Teachers College, Columbia University

By Clive Belfield, Thomas Brock, John Fink, and Davis Jenkins

For the community college sector, the COVID-19 pandemic was not like other economic shocks. Traditionally, economic downturns lead students to enroll in college at higher rates: Fiscal shocks are therefore offset by increases in tuition revenue, and college operations and institutional practices are unaffected. But the COVID-19 pandemic did the opposite: Many students stayed away from college, often because of health concerns. Colleges responded by moving teaching and advising online, and they used federal Higher Education Emergency Relief (HEER) funds to increase institutional aid to students and make other investments in campus safety and technology to stem further enrollment declines. It has now been four years since the COVID-19 pandemic broke out. With newly released institutional data from the Integrated Postsecondary Education Data System (IPEDS) (shown in the dashboard below), we can now see how funding for community colleges was affected as the pandemic played out.
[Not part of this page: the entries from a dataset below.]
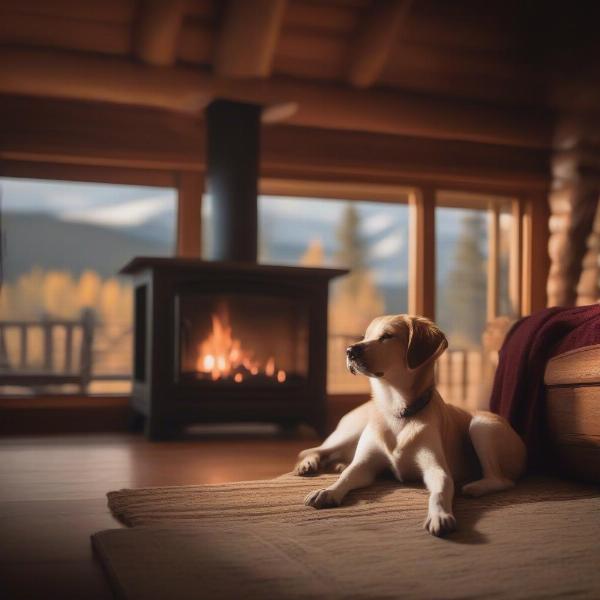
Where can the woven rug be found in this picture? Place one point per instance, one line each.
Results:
(257, 540)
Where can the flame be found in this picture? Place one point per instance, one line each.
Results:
(222, 356)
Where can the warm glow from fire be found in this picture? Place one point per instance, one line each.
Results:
(222, 356)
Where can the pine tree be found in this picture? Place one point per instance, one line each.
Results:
(355, 298)
(464, 295)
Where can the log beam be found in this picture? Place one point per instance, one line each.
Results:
(70, 75)
(573, 204)
(375, 41)
(248, 38)
(157, 32)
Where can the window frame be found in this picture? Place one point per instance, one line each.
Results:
(529, 209)
(189, 186)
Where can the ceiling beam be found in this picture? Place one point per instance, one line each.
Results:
(248, 38)
(80, 76)
(157, 31)
(375, 41)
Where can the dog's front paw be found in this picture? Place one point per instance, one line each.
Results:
(440, 523)
(321, 499)
(309, 465)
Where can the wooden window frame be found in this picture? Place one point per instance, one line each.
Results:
(530, 233)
In this blog post, we highlight some overall findings from the IPEDS dataset through fiscal year 2022. The IPEDS dataset covers the financial reports for each community college, including revenues per source (tuition, state/local and federal government) as well as expenditures and student aid disbursements. Our review compares community college finances in 2018 (pre-pandemic) to those in 2022 (post-pandemic).

Lower Enrollments Hurt Tuition Revenue

We start with enrollments. In the three years before the pandemic, community colleges were consistently enrolling, on average, 4,700 full-time-equivalent students (hereafter, FTEs) each year. But by 2022, enrollments were 16% lower at just under 3,940 FTEs. (Typically, community college enrollments fluctuate by +/-2% each year). Losing students affects the bottom line. Directly, tuition revenue is reduced (see below). But there are also cost consequences. To the extent that costs are fixed (e.g., in terms of physical campus size, faculty contracts, and support services), fewer students means higher average cost per student. And fewer new enrollees leads to fewer second-year students, perpetuating budgetary pressures.

However, not all colleges were adversely affected. One in ten community colleges experienced enrollment increases from 2018 to 2022, although most of these gains were modest (and in at least some cases were due to increases in high school dual enrollment students, who often enroll at a discounted price). On the other end of spectrum, one in ten colleges experienced FTE declines of more than 30%. Some of these colleges now face significant “diseconomies of scale” and will have to make significant institutional changes to remain financially viable. The picture is similarly varied at the state level, with some colleges in Massachusetts, New York, and Oregon experiencing declines of 30%. The college systems in these states may face significant financial pressures in the near future.